Reputation: 89
I'm studying the reduction from the well-known slides by Mark Harris. In particular, I implemented the optimization step #5 but I obtain a wrong result: 17 instead of 41. I used the same number sequence shown in the slides. I omitted in the code the "extern" for the shared array, because the kernel and the host code are in the same .cu file.
#include <stdio.h>
#include <cuda_runtime.h>
#define THREAD_PER_BLOCK 16
__global__ void reduce5(int *g_idata, int *g_odata) {
__shared__ int sdata[THREAD_PER_BLOCK];
// perform first level of reduction,
// reading from global memory, writing to shared memory
unsigned int tid = threadIdx.x;
unsigned int i = blockIdx.x*(blockDim.x*2) + threadIdx.x;
sdata[tid] = g_idata[i] + g_idata[i+blockDim.x];
__syncthreads();
// do reduction in shared mem
for (unsigned int s=blockDim.x/2; s>32; s>>=1) {
if (tid < s) sdata[tid] += sdata[tid + s];
__syncthreads();
}
if (tid < 32)
{
sdata[tid] += sdata[tid + 32];
sdata[tid] += sdata[tid + 16];
sdata[tid] += sdata[tid + 8];
sdata[tid] += sdata[tid + 4];
sdata[tid] += sdata[tid + 2];
sdata[tid] += sdata[tid + 1];
}
// write result for this block to global mem
if (tid == 0) g_odata[blockIdx.x] = sdata[0];
}
int main()
{
int inputLength=16;
int hostInput[16]={10,1,8,-1,0,-2,3,5,-2,-3,2,7,0,11,0,2};
int hostOutput=0;
int *deviceInput;
int *deviceOutput;
cudaMalloc((void **)&deviceInput, inputLength * sizeof(int));
cudaMalloc((void **)&deviceOutput, sizeof(int));
cudaMemcpy(deviceInput, hostInput, inputLength * sizeof(int),cudaMemcpyHostToDevice);
reduce5<<<1,16>>>(deviceInput, deviceOutput);
cudaDeviceSynchronize();
cudaMemcpy(&hostOutput, deviceOutput,sizeof(int), cudaMemcpyDeviceToHost);
printf("%d\n",hostOutput);
cudaFree(deviceInput);
cudaFree(deviceOutput);
return 0;
}
Upvotes: 0
Views: 578
Reputation: 21
I encountered the same problem and found it turns out to be the threads are not actually in synchronization if the variable is not declared as volatile
.
Simply add volatile
when declaring sdata
the problem will be solved.
Please refer to my post: cuda Threads in A Warp appear to be not in synchronization
Upvotes: 1
Reputation: 72349
In this code THREAD_PER_BLOCK
must be a multiple of 32, and at least 64. The length of the input data must also be twice the product of block and grid sizes.
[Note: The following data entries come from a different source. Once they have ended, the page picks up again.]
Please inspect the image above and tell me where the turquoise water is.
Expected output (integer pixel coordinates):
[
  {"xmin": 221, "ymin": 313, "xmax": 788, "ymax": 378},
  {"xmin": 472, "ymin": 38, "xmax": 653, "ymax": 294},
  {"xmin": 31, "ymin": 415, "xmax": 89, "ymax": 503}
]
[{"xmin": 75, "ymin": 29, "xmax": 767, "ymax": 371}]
You don't see it (because you aren't performing any sort of error checking), but the thread and warp reductions will be failing because of out-of-bounds shared memory and global memeory access.
Also note that extern __shared__
has nothing to do with whether the kernel and other code are in the same file. That denotes that shared memory for that variable will be dynamically allocated at runtime, rather than statically at compile time. The size of the allocation is passed as the third argument in the kernel launch syntax.
Upvotes: 2